Yaks..rasa-rasanya saya ingin muntah. Mengeluarkan semua isi perut. Perjalanan panjang menuju Gayo Lues menjadi sebuah keputusan yang mungkin saya sesali. Sungguh! Tak pernah sekalipun saya membayangkan akan menikmati jalanan yang tak ada jalan lurusnya ini. Naik turun, berkelok, lalu memutar membuat saya seperti naik roller coaster.

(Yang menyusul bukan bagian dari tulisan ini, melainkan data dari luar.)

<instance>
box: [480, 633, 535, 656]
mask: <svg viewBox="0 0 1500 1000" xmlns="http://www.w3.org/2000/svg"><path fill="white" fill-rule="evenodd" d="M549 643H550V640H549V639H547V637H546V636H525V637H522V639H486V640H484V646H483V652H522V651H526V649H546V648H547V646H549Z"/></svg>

Bagi saya, konservasi adalah sebuah dunia yang sama seperti Aceh itu sendiri. Dia, unreachable. Dia, seperti sebuah mahkluk, ada tapi tiada. Tiada, tapi dia ada. Begitulah. Saya harus memutar otak untuk memahami apa itu konservasi, dan semua istilahnya.

Bahkan, didalam perjalanan menuju ke kawasan Hutan Leuser, saya baru tahu ternyata luas hutan Leuser itu lebih luas sebarannya di Aceh dibandingkan di Sumatra Utara. Saya sempat bertanya kepada Pimpinan Program, dengan polosnya saya memberanikan diri, lalu pada akhirnya saya menyesali kepolosan saya.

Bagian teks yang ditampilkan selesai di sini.